There were some limitations in this study. First, this was a cross-sectional study, but it was nested within a longitudinal prospective Chinese CD cohort [50], which to some extent eliminates possible confounding factors to further understand and validate the dynamic changes of gut microbiota during natural CD processes, and to develop suitable microbial biomarkers for early diagnosis. However, it should be pointed out that the Paris’s definition of early CD is a disease stage defined to optimize treatment strategies [22], which can only partly reflect the early stage of the disease course. Therefore, it is necessary to capture CD patients at an earlier stage or preclinical or even biological stage to truly reveal the natural history of CD through prospective follow-up cohort studies, and establish a biobank to disclose the dynamic changes and roles of gut microbiota in the pathogenesis and disease progression of CD. Second, the sample size of the current study was relatively small, further large-sample multi-omics studies were needed to clarify the potential mechanisms and pathways of gut microbiota imbalance involved in the occurrence and development of CD in order to provide a basis for updating the prevention and treatment strategies of CD. Third, this study only analyzed the fecal flora which was similar to the mucosal associated flora of patients with CD [8]. More tests for analyzing the intestinal mucosal associated flora are needed to further elucidate the role of gut microbiota in the biologic onset or early clinical stage of CD. Furthermore, despite the widespread use of the 16s rDNA sequencing method, it was often challenged that use of different sequence processing pipelines may bring ambiguous results, such as different alignment methods, OTU binning procedures, different kits used to extract DNA, the 16S rDNA regions amplified, and reference databases, etc. [51]. Recently, discussions of standards and pipelines have helped researchers improve the data quality, such as the standard for human fecal sample processing [52], normalization strategies for data characteristics [53] and the future use of metagenomic sequencing as a replacement. In this study, we have used the state-of-the-art pipeline to ensure the reliable interpretation of the 16S sequencing data, and we also look forward to more remarkable finding in our future studies with metagenomic sequencing and integrated multi-omics strategies.
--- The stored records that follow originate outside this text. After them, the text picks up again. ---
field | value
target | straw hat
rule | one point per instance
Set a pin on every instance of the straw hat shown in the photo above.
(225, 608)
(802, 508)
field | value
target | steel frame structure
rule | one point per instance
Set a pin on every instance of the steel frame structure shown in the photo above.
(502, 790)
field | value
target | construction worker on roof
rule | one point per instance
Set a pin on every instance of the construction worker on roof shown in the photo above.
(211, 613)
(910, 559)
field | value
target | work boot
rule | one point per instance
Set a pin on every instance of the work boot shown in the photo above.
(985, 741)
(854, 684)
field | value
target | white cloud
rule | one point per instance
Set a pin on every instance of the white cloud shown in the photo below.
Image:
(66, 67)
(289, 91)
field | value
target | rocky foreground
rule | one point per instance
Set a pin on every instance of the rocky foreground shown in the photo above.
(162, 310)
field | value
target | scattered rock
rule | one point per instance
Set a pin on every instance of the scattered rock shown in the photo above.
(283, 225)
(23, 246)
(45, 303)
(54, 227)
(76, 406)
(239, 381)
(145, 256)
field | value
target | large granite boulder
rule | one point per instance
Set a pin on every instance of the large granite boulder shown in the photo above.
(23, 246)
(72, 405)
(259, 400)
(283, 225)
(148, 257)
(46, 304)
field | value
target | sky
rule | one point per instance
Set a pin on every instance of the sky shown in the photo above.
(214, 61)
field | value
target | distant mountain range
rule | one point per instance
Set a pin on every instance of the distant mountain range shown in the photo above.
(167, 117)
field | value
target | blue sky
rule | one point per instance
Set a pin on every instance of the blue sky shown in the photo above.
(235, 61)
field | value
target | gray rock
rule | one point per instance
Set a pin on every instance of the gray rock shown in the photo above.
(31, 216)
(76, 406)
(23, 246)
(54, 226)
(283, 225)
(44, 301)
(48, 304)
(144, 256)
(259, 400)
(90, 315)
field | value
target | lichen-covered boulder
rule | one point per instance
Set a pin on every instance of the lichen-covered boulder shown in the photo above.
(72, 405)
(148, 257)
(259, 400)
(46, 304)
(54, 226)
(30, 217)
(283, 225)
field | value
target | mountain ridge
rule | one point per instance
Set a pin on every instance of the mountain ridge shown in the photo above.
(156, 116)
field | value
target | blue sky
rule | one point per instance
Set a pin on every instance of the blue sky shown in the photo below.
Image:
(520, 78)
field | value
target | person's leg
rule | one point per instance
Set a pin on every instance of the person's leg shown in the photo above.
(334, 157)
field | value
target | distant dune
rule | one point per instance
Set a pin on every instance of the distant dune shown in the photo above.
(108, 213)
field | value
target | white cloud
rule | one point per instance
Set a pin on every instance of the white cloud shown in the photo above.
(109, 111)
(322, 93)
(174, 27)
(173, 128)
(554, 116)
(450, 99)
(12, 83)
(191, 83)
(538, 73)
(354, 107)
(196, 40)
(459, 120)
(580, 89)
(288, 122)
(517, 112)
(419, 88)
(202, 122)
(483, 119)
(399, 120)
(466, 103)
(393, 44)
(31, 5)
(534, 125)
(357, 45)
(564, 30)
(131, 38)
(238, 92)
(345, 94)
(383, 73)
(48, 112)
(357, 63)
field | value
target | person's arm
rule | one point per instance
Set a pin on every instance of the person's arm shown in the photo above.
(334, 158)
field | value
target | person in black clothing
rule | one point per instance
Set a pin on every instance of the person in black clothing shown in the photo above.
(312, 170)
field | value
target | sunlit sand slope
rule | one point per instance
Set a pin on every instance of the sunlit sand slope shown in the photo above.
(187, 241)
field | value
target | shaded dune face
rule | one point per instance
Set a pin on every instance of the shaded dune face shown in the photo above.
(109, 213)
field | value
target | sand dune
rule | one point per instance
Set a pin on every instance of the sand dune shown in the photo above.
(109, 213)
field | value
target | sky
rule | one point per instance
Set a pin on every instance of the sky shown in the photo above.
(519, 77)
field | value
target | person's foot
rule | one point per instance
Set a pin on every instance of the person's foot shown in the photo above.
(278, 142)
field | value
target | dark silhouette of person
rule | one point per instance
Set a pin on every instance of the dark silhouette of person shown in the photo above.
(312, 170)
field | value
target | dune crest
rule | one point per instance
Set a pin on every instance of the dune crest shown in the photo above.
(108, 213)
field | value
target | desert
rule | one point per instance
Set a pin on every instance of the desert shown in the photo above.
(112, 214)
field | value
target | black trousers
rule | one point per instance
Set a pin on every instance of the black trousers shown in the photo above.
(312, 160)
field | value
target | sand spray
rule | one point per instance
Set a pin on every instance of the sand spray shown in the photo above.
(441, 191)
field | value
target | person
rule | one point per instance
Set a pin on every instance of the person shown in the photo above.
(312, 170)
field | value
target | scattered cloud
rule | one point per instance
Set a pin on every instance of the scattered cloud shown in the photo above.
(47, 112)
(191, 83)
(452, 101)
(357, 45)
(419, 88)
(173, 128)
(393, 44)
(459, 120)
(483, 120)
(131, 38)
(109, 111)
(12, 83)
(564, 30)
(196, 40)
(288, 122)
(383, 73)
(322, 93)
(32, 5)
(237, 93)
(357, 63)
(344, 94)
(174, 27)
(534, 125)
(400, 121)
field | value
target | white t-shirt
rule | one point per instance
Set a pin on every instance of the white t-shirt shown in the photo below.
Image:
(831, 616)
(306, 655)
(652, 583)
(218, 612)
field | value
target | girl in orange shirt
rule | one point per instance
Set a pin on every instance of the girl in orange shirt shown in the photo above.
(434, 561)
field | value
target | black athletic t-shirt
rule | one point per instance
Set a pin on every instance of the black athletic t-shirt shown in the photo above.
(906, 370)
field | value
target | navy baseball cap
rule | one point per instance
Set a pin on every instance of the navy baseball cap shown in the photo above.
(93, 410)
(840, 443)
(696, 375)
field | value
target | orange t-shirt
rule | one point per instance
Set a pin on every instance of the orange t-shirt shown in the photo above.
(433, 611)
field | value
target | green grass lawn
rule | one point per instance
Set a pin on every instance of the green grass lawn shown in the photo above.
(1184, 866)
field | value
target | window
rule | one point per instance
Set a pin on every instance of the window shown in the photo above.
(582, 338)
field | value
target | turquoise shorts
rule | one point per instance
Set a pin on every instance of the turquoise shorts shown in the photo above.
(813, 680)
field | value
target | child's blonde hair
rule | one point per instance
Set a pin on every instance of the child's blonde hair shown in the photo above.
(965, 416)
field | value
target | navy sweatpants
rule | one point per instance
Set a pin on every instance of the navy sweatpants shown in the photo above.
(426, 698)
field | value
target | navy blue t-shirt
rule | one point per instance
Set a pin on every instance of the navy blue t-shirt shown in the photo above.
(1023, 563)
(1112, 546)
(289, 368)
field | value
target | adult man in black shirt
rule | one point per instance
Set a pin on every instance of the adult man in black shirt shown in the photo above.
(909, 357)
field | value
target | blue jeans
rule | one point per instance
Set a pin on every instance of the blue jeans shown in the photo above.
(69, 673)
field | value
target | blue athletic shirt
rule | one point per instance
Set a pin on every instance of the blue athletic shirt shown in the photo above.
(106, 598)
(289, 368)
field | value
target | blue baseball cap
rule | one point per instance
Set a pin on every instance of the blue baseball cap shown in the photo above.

Despite these limitations, the present study demonstrated that the progressive consumption of SCFAs producing bacteria during the course of CD significantly affects the functional metabolism, which is not conducive to the maintenance of intestinal epithelial integrity and the regulation of inflammatory response, and may be a potential factor of etiology in the early stage of CD. In addition, the progressive rise of opportunistic pathogens exacerbates gut dysbiosis during CD, which in turn affects disease progression.